The converters simultaneously and individually inject the active power needed to restore balance to the MTDC grid. Thus, for the same voltage deviation two converters could inject different amounts of power. “Droop control is in each node. This is another example of ‘thinking globally, acting locally’ at work,” stresses Benchaib.
At a different and slower timescale, secondary control regulates the voltage deviation across the grid – or the next system up in the system of systems – on a timescale of several seconds. It uses master-slave strategies where one or more converters act as a slack bus (provide or absorb the power needed to achieve power balance within the DC grid), while other converters control their power exchange between the AC and DC systems. “The work we have put into formalising a system-of-systems approach for DC grids could usefully be applied to several other fields,” says Benchaib. “It’s a whole philosophy.”
Fault clearance speed: a system-wide challenge to HVDC grids
Unlike AC networks, which have been around for over a hundred years, HVDC grid technology is still in the making. Few of the principal protection systems from AC grids would work for DC grids, though the main requirements still hold. These are sensitivity (detection of all faults), selectivity (ability to isolate and trip only faulty parts), speed and reliability.
An issue that cuts system-wide across those criteria is the circuit breaker (CB) speed. CBs in AC systems typically clear a fault in 70-100 milliseconds (ms), including the fault detection time. However, DC networks have low impedance, so faults go deeper and faster.

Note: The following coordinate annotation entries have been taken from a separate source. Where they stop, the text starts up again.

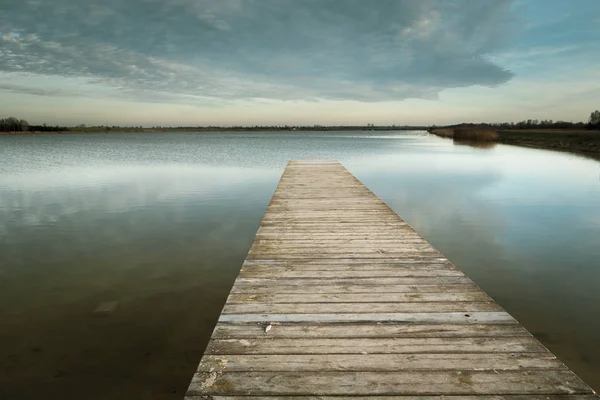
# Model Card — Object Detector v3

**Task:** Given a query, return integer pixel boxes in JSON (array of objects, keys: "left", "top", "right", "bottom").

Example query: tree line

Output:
[
  {"left": 449, "top": 110, "right": 600, "bottom": 130},
  {"left": 0, "top": 117, "right": 69, "bottom": 132}
]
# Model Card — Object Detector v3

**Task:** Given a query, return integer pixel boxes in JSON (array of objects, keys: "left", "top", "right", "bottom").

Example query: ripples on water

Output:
[{"left": 0, "top": 132, "right": 600, "bottom": 399}]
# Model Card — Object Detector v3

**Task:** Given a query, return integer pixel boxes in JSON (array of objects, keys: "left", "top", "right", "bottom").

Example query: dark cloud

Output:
[{"left": 0, "top": 0, "right": 518, "bottom": 101}]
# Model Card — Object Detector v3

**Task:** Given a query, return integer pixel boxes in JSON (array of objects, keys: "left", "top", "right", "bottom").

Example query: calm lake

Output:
[{"left": 0, "top": 132, "right": 600, "bottom": 400}]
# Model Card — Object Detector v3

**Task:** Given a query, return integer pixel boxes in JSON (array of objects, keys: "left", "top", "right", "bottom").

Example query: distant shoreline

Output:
[
  {"left": 0, "top": 126, "right": 600, "bottom": 160},
  {"left": 0, "top": 126, "right": 429, "bottom": 135},
  {"left": 428, "top": 128, "right": 600, "bottom": 160}
]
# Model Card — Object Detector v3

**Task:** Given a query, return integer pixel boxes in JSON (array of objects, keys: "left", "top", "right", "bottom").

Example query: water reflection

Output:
[{"left": 0, "top": 132, "right": 600, "bottom": 399}]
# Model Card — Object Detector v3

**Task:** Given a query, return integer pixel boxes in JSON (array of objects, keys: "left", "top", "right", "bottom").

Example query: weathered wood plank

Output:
[
  {"left": 221, "top": 300, "right": 502, "bottom": 314},
  {"left": 227, "top": 291, "right": 492, "bottom": 304},
  {"left": 204, "top": 334, "right": 547, "bottom": 355},
  {"left": 198, "top": 353, "right": 566, "bottom": 372},
  {"left": 219, "top": 311, "right": 514, "bottom": 324},
  {"left": 213, "top": 320, "right": 531, "bottom": 339},
  {"left": 185, "top": 394, "right": 598, "bottom": 400},
  {"left": 235, "top": 275, "right": 472, "bottom": 286},
  {"left": 189, "top": 370, "right": 589, "bottom": 396},
  {"left": 231, "top": 283, "right": 480, "bottom": 295}
]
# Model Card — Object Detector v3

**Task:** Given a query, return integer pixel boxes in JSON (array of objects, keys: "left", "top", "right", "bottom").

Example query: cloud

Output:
[{"left": 0, "top": 0, "right": 519, "bottom": 103}]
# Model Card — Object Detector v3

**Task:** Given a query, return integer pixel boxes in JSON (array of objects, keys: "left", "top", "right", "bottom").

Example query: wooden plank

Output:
[
  {"left": 186, "top": 160, "right": 595, "bottom": 400},
  {"left": 221, "top": 301, "right": 502, "bottom": 314},
  {"left": 188, "top": 370, "right": 589, "bottom": 396},
  {"left": 227, "top": 291, "right": 492, "bottom": 305},
  {"left": 198, "top": 353, "right": 566, "bottom": 372},
  {"left": 235, "top": 275, "right": 472, "bottom": 287},
  {"left": 205, "top": 334, "right": 547, "bottom": 354},
  {"left": 219, "top": 311, "right": 514, "bottom": 324},
  {"left": 240, "top": 267, "right": 462, "bottom": 279},
  {"left": 231, "top": 283, "right": 480, "bottom": 295},
  {"left": 186, "top": 394, "right": 598, "bottom": 400},
  {"left": 213, "top": 319, "right": 531, "bottom": 339}
]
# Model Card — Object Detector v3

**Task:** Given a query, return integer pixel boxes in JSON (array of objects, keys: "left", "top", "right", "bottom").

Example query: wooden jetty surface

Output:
[{"left": 186, "top": 161, "right": 597, "bottom": 400}]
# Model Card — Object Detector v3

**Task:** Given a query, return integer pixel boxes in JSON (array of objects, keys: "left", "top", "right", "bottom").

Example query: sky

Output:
[{"left": 0, "top": 0, "right": 600, "bottom": 126}]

To be absolutely reliable, HVDC CBs should have completely cleared the fault current in less than 5 ms after the fault inception. Communication speed is again a challenge in current differential protection, an AC protection system that is actually applicable to DC grids. “Alstom recently doubled the speed of its differential protection’s communication channel from 64 to a very fast 128 kbps. It reduces the fault detection time to less than 17 ms. However, that’s still far short of the 3-4 ms required to protect HVDC grids,” explains Dr Oleg Bagleybter, Programme Manager (Networks).
Backup protection solutions, where there is often an additional time lag, will demand even higher CB speed, and without backup there can be no reliability. New strategies are needed to integrate fault detection, discrimination and isolation for DC grids. A possible future solution may be the Alstom proposal of autonomous HVDC breaker operation, minimising breaker duty while also reducing the time the power interruption is “seen” by the interconnected AC systems.